Ao médico e prefeito de Chemnitz, Georgius Agricola, um homem muito distinto pela piedade e erudição, que prestou serviços notáveis ​​à sua cidade, cujo legado conferirá glória imortal ao seu nome, cujo espírito o próprio Cristo absorveu em seu reino eterno. Sua esposa e filhos enlutados. Ele morreu aos 62 anos de vida em 21 de novembro de 1555 e nasceu em Glauchau em 24 de março de 1494 [21]

Veja também

Referências

  1. ^ Rafferty, John P. (2012). Ciências Geológicas; Geologia: Geografia, Minerais e Rochas . Nova York: Britannica Educational Publishing, p. 10. ISBN  9781615305445
  2. ^ a b "Georgius Agricola" . Universidade da Califórnia - Museu de Paleontologia . Acesso em 4 de abril de 2019 .
  3. ^ a b c d "Georgius Agricola (1494 - 1555)" . Agricola-Forschungszentrum Chemnitz . Acesso em 4 de abril de 2019 .
  4. ^ a b Wilhelm Pieper. "Agricola, Georgius (Georg Bauer), wahrscheinlich em Zwickau" . Deutsche Biographie . Acesso em 5 de abril de 2019 .
  5. ^ a b Reinhold Hofmann. "Dr. Georg Agricola: ein Gelehrtenleben aus dem Zeitalter der Reformation - p. 9" . Arquivo org . Acesso em 5 de abril de 2019 .
  6. ^ a b "Neue deutsche Biographie, Bd.: 1, Agricola, Georgius" . Münchener Digitalisierungszentrum . Acesso em 4 de abril de 2019 .
  7. ^ "Geschichte der Westsächsischen Hochschule Zwickau - Georgius Agricola lehrte von 1519 - 1522 em Zwickau" . Westsächsische Hochschule Zwickau . Acesso em 4 de abril de 2019 .
  8. ^ "Denkmal Georgius Agricola" . Glauchau de . Acesso em 5 de abril de 2019 .
  9. ^ Cyril Stanley Smith, Martha Ensina Gnudi. "The Pirotechnica of Vannoccio Biringuccio - Traduzido do italiano com uma introdução e notas de Cyril Stanley Smith e Martha Teach Gnudi, p. 45" (PDF) . O Instituto Americano de Mineração e Engenheiros Metalúrgicos. Arquivado (PDF) do original em 2015-08-07 . Acesso em 4 de abril de 2019 .
  10. ^ "Der Mann, der aufschrieb, wie das Silber aus dem Berg kommt" . Arquivo DIE ZEIT. 18 de março de 1994 . Acesso em 5 de abril de 2019 .
  11. Georgius Agricola, De re metalica, traduzido da primeira edição latina de 1556 , Herbert Clark Hoover e Lou Henry Hoover, tr., New York: Dover Publications, 1950, (reimpressão da London: Mining Magazine edição de 1912), p . viii da introdução.
  12. ^ Raphael S. Bloch, MD (31 de maio de 2012).
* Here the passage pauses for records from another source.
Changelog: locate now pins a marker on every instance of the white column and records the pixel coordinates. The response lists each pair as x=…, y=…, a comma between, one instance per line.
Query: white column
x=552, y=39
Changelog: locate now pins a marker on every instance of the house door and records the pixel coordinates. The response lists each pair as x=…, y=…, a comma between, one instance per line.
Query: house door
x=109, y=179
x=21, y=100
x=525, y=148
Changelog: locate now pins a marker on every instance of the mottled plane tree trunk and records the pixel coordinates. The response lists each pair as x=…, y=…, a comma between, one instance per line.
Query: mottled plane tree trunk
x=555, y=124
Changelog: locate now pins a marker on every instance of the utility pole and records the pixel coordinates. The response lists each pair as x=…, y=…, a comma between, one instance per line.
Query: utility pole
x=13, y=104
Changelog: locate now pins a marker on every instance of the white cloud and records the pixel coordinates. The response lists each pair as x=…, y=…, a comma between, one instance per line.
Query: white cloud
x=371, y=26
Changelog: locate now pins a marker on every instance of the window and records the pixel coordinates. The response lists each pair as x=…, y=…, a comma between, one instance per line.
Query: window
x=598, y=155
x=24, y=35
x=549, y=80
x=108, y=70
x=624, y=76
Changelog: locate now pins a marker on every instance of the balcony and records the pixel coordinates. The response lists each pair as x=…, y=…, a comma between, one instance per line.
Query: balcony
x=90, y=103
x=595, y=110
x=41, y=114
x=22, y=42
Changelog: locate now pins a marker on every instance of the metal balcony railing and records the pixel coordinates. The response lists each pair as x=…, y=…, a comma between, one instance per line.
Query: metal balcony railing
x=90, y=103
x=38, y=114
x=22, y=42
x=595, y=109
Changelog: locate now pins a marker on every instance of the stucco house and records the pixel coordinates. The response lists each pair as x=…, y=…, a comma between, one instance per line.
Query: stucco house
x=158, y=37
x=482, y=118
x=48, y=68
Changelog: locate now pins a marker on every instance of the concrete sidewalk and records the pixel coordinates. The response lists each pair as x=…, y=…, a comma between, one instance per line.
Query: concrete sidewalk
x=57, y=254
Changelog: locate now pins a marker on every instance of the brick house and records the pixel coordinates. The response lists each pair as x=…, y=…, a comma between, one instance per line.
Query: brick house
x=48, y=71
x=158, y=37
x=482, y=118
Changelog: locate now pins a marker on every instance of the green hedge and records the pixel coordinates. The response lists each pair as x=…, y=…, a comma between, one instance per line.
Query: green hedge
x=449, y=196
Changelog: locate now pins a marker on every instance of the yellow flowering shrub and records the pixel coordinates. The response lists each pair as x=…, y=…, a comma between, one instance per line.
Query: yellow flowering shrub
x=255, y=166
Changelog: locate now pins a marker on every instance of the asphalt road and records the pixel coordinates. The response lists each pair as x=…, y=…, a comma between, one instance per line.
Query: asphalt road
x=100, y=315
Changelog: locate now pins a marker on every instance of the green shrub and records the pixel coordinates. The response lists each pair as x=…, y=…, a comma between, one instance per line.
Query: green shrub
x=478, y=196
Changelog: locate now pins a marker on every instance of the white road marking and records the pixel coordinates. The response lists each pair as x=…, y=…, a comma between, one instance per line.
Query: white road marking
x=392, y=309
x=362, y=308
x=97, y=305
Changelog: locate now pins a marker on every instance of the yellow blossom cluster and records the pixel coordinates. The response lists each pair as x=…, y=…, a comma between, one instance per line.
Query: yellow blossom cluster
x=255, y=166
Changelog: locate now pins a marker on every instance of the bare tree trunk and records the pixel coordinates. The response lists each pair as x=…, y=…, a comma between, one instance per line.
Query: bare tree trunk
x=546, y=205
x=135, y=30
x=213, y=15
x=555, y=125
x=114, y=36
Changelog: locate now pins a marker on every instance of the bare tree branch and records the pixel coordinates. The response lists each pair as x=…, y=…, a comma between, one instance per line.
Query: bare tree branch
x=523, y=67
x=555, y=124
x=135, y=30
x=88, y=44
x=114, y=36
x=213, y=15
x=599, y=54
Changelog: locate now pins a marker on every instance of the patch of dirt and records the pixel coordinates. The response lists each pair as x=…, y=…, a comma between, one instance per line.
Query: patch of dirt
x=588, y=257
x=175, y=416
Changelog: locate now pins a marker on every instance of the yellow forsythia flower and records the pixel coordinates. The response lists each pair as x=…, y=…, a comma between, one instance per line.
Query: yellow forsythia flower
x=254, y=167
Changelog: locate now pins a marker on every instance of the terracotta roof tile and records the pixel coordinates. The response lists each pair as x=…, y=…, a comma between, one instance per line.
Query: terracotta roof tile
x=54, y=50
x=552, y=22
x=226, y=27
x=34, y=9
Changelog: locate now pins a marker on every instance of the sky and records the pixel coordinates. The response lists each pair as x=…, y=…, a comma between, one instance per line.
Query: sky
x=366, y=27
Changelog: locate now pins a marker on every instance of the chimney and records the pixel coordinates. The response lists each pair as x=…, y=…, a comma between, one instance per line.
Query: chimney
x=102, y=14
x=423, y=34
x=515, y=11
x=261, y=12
Curadores e empreendedores: médicos que se destacaram em outros campos e na época em que viveram . Corporação Xlibris. págs. 125–. ISBN 978-1-4691-9248-2.
  13. ^ Friedrich Naumann (9 de março de 2013). Georgius Agricola, 500 Jahre: Wissenschaftliche Konferenz vom 25. – 27. März 1994 em Chemnitz, Freistaat Sachsen . Springer-Verlag. págs. 27–. ISBN 978-3-0348-7159-4.
  14. ^ Sir Charles Lyell (1832). Princípios de Geologia: Sendo uma Tentativa de Explicar as Mudanças Anteriores da Superfície da Terra, por Referência às Causas Agora em Operação . J. Murray.
  15. ^ Annette Bouheiry. "DIE EISENBIBLIOTHEK UND IHRE AGRICOLA-BESTÄNDE" . arquivos . Acesso em 12 de abril de 2019 .
  16. ^ Thomas Thomson (1830). A História da Química (completa) . Biblioteca de Alexandria. págs. 197–. ISBN 978-1-4656-0789-8.
  17. ^ Georgius Agrícola (2004). D Natura Fossilium (Manual de Mineralogia) . Corporação de correio. pp. 1–. ISBN 978-0-486-49591-0.
  18. ^ a b H. Hoover, LH Hoover. "De Re Metallica – Agricola, Hoover, pp. xi-xii, xvi, xxi-xxiv" . Farlang. Arquivado do original em 14 de março de 2016 . Acesso em 5 de abril de 2019 .
  19. ^ Georgius Agricola . Springer-Verlag. 13 de agosto de 2013. pp. 123–. ISBN 978-3-322-95384-1.
  20. ^ Die Reformation ihre innere Entwicklung und ihre Wirkungen im Umfange de Luterischen Bekenntnisses von J. Döllinger . J. Manz. 1848. pp.  583 –.
  21. ^ Gisela-Ruth Engwald. "Zum 450. Todestag von GEORGIUS AGRICOLA" (PDF) . TU Chemnitz . Acesso em 5 de abril de 2019 .

Leitura adicional

  • Carolyn Merchant (1980). A Morte da Natureza: Mulheres, Ecologia e a Revolução Científica (San Francisco: HarperCollins).
  • Ralf Kern (2010). Wissenschaftliche Instrumente in ihrer Zeit . Vol. 1. pp. 334–336 (Colônia: Koenig).